Why India Needs To Be Wary Of Its New-Found Love For Nationalism

Posted by Sunit Bhattacharya in Politics, Society
June 17, 2017

In 2015, the whole country was introduced to the latest fashion of our age. In the month of September that year, an insignificant village of Bisara near Dadri in Uttar Pradesh made headlines when a person was attacked and killed by a mob. The reason projected for the said assault was consumption of beef. As everyone expected, the entire incident snowballed into a bitter controversy with each side in the political spectrum fighting for their share of publicity in the media. The infamous media on its part milked the cow and enjoyed soaring ratings. All sides were happy. The only people seriously affected by this chaos were the family members of Mohammad Akhlaq Saifi.

As the political battle raged, the family quietly left Dadri for an Indian Air Force zone in Delhi, where Akhlaq’s son Sartaj works as a corporal ranked technician. What followed this was a ridiculous discourse on nationalism, senseless comments by politicians looking for political profit and a clear attempt at polarizing the masses on communal lines by the media. This was just the initiation of a string of disgusting events that are still unfolding.

The term nation and state have clear distinctions in the literature of political science. A nation can be defined as a politico-cultural entity, which is identified by its unique character and collective rights. On the contrary, a state can be defined as a politico-judicial entity, which is identified by its sovereign rights. But over the last three years, as we have been showered with gifts of demonetization, corporate loan waivers and fund cuts in higher education, the line has slowly blurred between nation and state. The greatest gift from the government so far has probably been the State imposed nationalism. Over the last few months, it has become especially clear that the political environment of the nation is being fine-tuned to impose a strange hegemony over the people of the nation.

India has always been known for its diversity and pluralism.
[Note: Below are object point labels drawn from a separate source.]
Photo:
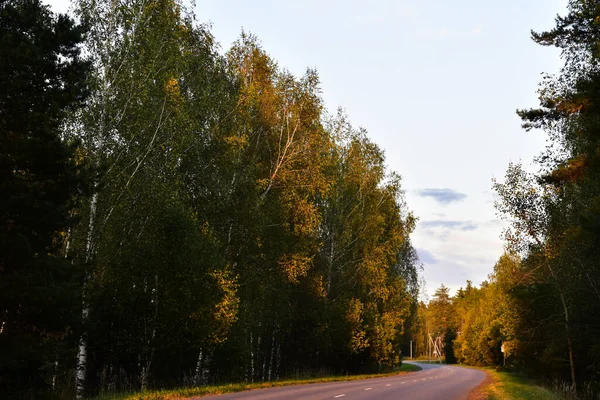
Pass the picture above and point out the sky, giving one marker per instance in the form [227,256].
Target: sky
[435,83]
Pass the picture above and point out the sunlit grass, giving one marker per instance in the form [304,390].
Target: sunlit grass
[513,386]
[183,393]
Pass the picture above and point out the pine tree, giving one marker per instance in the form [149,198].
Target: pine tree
[43,78]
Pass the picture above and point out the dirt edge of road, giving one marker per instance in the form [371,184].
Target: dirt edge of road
[480,392]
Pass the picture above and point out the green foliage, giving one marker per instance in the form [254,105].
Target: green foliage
[43,80]
[230,230]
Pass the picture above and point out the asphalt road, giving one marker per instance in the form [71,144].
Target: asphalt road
[434,382]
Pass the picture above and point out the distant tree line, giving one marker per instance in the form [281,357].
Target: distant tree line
[171,214]
[543,299]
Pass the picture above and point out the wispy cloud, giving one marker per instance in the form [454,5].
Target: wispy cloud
[454,225]
[388,12]
[477,30]
[442,196]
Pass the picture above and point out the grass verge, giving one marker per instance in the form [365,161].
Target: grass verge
[184,393]
[511,386]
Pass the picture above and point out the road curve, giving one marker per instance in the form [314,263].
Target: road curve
[434,382]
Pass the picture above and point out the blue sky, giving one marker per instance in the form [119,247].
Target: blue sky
[436,84]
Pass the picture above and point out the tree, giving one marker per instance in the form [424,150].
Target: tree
[42,176]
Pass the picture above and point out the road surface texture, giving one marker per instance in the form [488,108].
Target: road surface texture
[434,382]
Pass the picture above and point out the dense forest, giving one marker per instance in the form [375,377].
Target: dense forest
[541,305]
[173,214]
[176,214]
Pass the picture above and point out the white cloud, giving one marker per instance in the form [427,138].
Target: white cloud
[477,30]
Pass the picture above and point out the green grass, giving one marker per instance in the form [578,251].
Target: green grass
[509,386]
[183,393]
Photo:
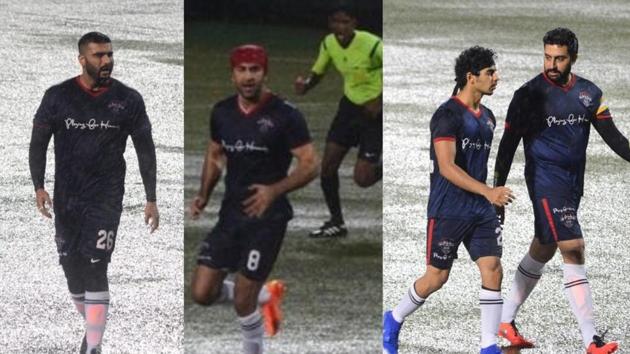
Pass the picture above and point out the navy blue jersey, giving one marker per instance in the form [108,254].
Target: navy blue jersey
[472,133]
[257,145]
[90,130]
[554,122]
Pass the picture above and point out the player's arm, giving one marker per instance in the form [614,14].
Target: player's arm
[303,85]
[40,137]
[145,150]
[213,164]
[305,171]
[445,153]
[606,128]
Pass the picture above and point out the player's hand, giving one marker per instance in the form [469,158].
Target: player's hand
[42,199]
[257,203]
[151,216]
[500,196]
[373,107]
[197,206]
[500,213]
[300,85]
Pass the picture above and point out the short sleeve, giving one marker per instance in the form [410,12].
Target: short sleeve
[44,117]
[444,125]
[214,126]
[296,132]
[323,59]
[141,123]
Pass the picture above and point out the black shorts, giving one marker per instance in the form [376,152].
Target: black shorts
[556,219]
[86,229]
[444,236]
[249,246]
[353,127]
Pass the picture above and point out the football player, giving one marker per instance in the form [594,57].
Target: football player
[91,116]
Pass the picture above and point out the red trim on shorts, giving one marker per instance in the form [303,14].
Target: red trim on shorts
[430,239]
[550,218]
[476,114]
[443,138]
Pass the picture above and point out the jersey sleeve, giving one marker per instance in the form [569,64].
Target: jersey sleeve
[444,126]
[214,126]
[323,59]
[45,115]
[141,123]
[296,132]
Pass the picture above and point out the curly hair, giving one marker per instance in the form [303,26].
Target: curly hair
[471,60]
[563,36]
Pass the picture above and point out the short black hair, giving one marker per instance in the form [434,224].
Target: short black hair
[345,7]
[472,60]
[563,36]
[93,37]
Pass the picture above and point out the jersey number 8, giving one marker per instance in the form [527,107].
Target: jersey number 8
[105,240]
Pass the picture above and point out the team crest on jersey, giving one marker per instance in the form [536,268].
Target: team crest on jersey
[116,106]
[265,124]
[585,98]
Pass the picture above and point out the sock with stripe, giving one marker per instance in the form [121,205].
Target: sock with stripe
[96,306]
[252,330]
[79,303]
[490,302]
[409,303]
[227,293]
[578,291]
[526,277]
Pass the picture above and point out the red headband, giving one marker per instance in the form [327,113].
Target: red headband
[249,53]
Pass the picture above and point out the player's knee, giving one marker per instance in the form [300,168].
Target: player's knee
[204,295]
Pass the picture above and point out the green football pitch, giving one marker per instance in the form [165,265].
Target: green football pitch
[333,302]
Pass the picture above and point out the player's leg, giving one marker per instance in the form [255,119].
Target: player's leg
[443,238]
[578,292]
[208,286]
[342,135]
[485,246]
[246,305]
[530,269]
[369,166]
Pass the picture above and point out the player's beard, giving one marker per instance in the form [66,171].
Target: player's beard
[95,73]
[563,78]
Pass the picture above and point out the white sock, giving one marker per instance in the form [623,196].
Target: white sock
[252,329]
[578,291]
[410,302]
[227,293]
[527,275]
[79,303]
[96,306]
[490,302]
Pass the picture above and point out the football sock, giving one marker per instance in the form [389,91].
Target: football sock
[252,329]
[227,293]
[578,291]
[96,306]
[79,303]
[330,187]
[527,275]
[409,303]
[490,302]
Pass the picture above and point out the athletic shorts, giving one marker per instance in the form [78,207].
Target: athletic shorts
[353,127]
[556,219]
[86,229]
[249,246]
[444,236]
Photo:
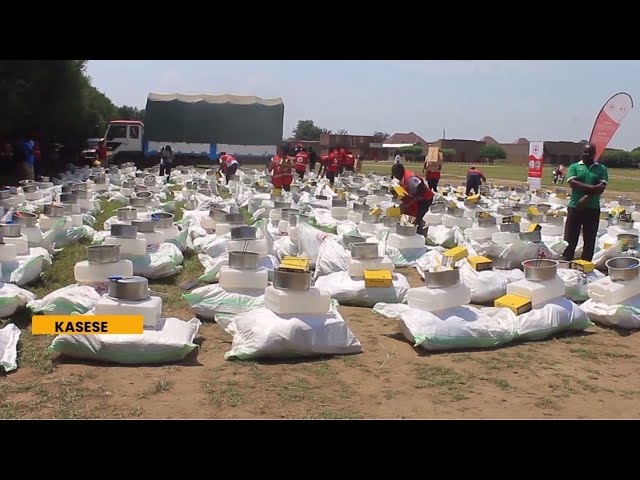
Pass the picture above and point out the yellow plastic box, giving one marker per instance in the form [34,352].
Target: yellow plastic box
[378,279]
[515,303]
[479,263]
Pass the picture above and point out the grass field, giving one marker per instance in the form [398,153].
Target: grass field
[592,374]
[495,173]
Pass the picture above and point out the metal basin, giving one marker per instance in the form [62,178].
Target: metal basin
[68,198]
[442,279]
[438,207]
[486,222]
[509,227]
[81,194]
[538,218]
[540,270]
[298,218]
[11,230]
[149,180]
[138,202]
[625,224]
[144,226]
[287,213]
[25,219]
[360,207]
[162,219]
[364,251]
[103,253]
[501,263]
[53,211]
[129,288]
[217,214]
[368,218]
[534,237]
[628,240]
[234,218]
[455,212]
[244,260]
[389,221]
[296,281]
[349,240]
[119,230]
[623,269]
[279,205]
[543,208]
[243,233]
[407,230]
[127,213]
[555,220]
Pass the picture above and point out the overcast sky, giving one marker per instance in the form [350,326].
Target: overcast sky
[538,100]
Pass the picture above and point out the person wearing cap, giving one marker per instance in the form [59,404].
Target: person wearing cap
[301,160]
[420,197]
[588,180]
[474,179]
[228,165]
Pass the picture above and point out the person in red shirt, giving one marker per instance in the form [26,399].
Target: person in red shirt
[420,197]
[228,165]
[333,166]
[342,159]
[350,162]
[301,161]
[324,162]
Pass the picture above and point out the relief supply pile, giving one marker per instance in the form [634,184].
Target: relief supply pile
[163,339]
[369,279]
[297,321]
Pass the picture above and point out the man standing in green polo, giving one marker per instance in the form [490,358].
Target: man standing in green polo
[588,180]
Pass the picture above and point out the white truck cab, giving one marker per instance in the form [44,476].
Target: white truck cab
[125,137]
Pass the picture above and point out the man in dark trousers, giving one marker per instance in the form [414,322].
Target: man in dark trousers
[474,180]
[587,179]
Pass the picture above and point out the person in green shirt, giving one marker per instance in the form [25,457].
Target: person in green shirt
[588,180]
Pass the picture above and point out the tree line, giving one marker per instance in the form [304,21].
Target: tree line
[54,101]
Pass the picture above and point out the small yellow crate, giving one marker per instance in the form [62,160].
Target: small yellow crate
[456,254]
[583,266]
[393,212]
[378,279]
[399,192]
[295,264]
[515,303]
[479,263]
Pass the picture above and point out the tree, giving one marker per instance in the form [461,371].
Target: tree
[380,137]
[493,152]
[308,130]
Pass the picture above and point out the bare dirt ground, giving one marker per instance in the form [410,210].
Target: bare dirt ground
[591,375]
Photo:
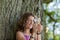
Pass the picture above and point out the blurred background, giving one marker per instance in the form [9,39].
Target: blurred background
[47,10]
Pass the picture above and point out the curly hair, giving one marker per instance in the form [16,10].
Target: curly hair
[22,21]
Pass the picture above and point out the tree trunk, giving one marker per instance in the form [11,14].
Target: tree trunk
[11,10]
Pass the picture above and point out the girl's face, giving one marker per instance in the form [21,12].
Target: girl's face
[30,22]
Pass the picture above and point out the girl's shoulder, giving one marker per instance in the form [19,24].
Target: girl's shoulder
[19,35]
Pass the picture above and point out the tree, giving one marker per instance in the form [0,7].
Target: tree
[11,10]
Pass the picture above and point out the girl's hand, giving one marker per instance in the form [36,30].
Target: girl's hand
[39,28]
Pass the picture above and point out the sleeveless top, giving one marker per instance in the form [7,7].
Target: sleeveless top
[27,37]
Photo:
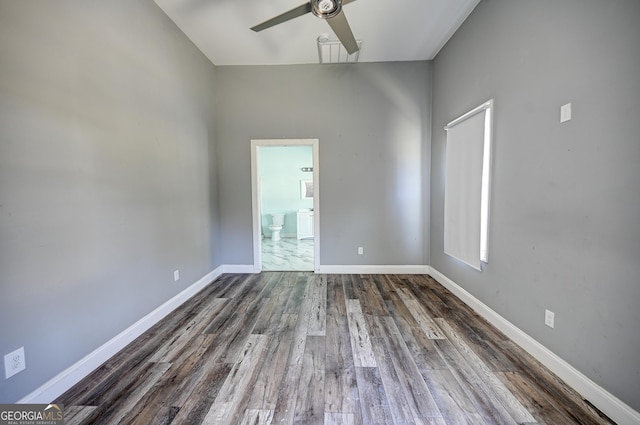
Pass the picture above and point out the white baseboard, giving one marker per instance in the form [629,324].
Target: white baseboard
[610,405]
[75,373]
[239,268]
[365,269]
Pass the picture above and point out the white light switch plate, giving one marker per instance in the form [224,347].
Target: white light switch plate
[565,112]
[14,362]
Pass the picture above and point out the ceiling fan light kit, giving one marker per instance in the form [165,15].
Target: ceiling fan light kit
[326,9]
[330,10]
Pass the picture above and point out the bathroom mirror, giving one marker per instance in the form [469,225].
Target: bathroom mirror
[306,189]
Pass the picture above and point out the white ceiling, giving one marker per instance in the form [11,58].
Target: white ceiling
[399,30]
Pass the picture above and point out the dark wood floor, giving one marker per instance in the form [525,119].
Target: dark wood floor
[285,348]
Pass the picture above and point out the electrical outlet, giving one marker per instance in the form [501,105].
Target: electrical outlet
[565,113]
[549,318]
[14,362]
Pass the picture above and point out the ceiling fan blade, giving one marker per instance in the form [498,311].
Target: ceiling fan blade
[286,16]
[341,27]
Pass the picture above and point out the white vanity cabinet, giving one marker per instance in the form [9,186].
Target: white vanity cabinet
[305,224]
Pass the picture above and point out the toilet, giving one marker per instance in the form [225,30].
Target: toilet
[277,220]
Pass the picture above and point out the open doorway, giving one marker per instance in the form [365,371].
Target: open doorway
[284,186]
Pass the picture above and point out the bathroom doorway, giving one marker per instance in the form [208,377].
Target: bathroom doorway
[285,210]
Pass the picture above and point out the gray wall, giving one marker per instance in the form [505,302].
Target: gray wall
[106,116]
[372,121]
[565,229]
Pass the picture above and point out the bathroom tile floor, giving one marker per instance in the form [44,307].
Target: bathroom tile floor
[287,254]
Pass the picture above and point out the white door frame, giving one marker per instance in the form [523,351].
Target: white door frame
[256,194]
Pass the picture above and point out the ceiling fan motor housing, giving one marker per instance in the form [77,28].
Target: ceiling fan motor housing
[326,9]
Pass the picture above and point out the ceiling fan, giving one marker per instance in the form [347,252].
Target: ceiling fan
[331,10]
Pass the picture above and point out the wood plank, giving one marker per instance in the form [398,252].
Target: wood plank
[287,392]
[341,392]
[398,405]
[159,403]
[360,340]
[234,394]
[265,392]
[373,399]
[366,290]
[318,317]
[182,339]
[424,353]
[409,378]
[76,415]
[511,403]
[309,407]
[195,405]
[257,417]
[425,322]
[335,418]
[452,401]
[480,395]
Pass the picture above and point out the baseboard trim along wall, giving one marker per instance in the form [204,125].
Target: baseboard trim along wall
[610,405]
[75,373]
[239,268]
[373,269]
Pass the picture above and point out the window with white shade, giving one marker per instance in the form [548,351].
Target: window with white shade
[466,199]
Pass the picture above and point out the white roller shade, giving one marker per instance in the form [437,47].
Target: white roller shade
[467,186]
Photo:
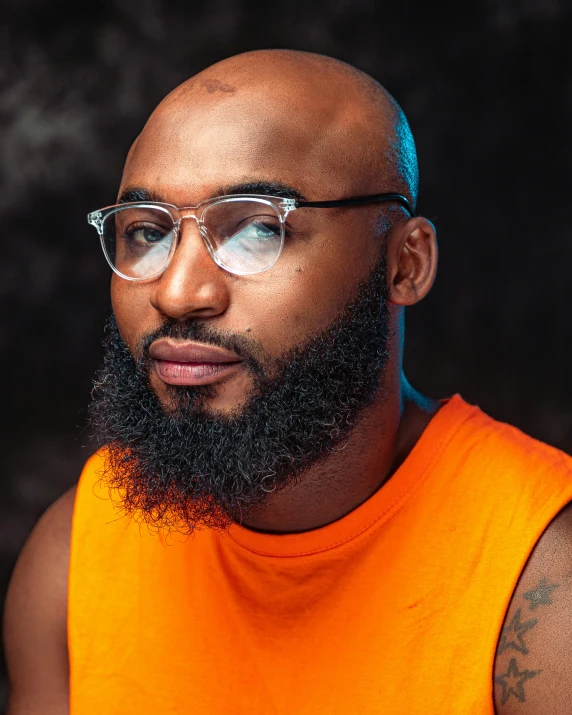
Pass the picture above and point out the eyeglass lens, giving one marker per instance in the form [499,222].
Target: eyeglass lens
[243,236]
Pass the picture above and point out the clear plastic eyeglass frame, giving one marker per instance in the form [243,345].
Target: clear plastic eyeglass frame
[280,205]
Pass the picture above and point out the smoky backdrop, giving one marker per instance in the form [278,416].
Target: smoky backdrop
[487,88]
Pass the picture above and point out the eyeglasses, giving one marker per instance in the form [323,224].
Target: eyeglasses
[243,233]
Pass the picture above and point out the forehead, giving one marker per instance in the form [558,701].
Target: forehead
[193,145]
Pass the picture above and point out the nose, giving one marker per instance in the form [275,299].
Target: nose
[192,286]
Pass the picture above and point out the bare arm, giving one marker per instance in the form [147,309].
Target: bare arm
[35,616]
[533,667]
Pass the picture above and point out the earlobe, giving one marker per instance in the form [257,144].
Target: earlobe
[412,261]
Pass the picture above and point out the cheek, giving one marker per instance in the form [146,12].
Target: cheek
[131,307]
[302,295]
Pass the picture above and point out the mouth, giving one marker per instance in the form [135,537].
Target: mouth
[189,363]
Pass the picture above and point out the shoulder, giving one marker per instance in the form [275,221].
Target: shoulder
[533,666]
[35,614]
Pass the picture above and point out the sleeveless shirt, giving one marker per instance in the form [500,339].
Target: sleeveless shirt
[394,609]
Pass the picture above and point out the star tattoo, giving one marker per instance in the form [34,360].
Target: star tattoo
[512,682]
[512,635]
[540,596]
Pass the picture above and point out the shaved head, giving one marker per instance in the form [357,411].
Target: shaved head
[304,349]
[338,119]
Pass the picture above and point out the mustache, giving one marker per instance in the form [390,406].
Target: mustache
[246,347]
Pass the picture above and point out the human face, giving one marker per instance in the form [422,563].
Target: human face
[186,155]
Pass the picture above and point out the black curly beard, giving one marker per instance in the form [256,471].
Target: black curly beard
[184,467]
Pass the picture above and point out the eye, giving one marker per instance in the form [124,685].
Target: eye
[145,234]
[267,230]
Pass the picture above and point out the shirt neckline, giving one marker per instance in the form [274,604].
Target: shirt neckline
[380,507]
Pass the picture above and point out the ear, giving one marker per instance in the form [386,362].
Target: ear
[412,261]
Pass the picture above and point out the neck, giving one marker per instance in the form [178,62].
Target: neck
[380,442]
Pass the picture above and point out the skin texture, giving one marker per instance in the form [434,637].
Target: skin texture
[339,136]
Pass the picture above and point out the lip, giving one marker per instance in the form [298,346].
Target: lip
[190,363]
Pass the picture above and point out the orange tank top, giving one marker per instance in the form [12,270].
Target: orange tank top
[395,609]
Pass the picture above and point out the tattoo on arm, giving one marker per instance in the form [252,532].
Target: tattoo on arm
[512,638]
[512,682]
[513,635]
[540,596]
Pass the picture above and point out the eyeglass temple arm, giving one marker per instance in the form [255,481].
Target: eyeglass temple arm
[358,201]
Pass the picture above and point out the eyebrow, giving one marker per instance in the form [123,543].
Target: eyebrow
[260,188]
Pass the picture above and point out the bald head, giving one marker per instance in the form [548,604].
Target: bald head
[321,119]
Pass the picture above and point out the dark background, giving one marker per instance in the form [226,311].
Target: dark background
[488,91]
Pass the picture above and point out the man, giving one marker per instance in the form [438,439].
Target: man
[276,520]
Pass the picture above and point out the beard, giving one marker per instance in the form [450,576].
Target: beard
[180,467]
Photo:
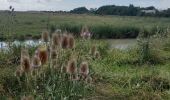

But the recent lynching events and the establishment’s attack on dissenting voices is a clear indicator that not everything is good and probably it is time to analyze the whole situation. Imposing a sense of nationalism through violence is probably the worst possible thing that can happen to a nation. Still, as the state with all its might has been continuously defining parameters on how to be a good Indian, it is evident that the blunders of the government are being cleverly masked by these rhetorics.

It is now an accepted fact that demonetization was a disaster for the economy and that there is a problem in the policies somewhere. No, one does not question the genuinely good things that have been done over the last three years. One questions the atmosphere of hate that is slowly developing. One questions the gross indifference of the state when it comes to reacting to the mob lynchings and the ridiculous violence of self-styled vigilante groups. One questions, why nationalism starts with the holy cow and ends at extreme dislike for dissent or rationality or just opinions.

The concept of a nation is based on the idea that several different kinds of people, with their individual views and opinions, amicably live in a specific geographical area. The people have their own choices and have different cultures. So, these attempts at imposition of hegemony, violent reaction to dissent and glorification of wrongs are surely not in the best interests of the nation. Also, it is possible that in this struggle for implementing the idea of “superiority”, the nation loses its democratic tricolor to a single fascist color of oppressive dominance.

Maybe the gift of nationalism could have been presented in a different form. Three years is a long time for anyone to understand what is wrong with the system. The best hope lies in expecting a change in the policies. Otherwise, we are all heading towards a volatile and dangerous future.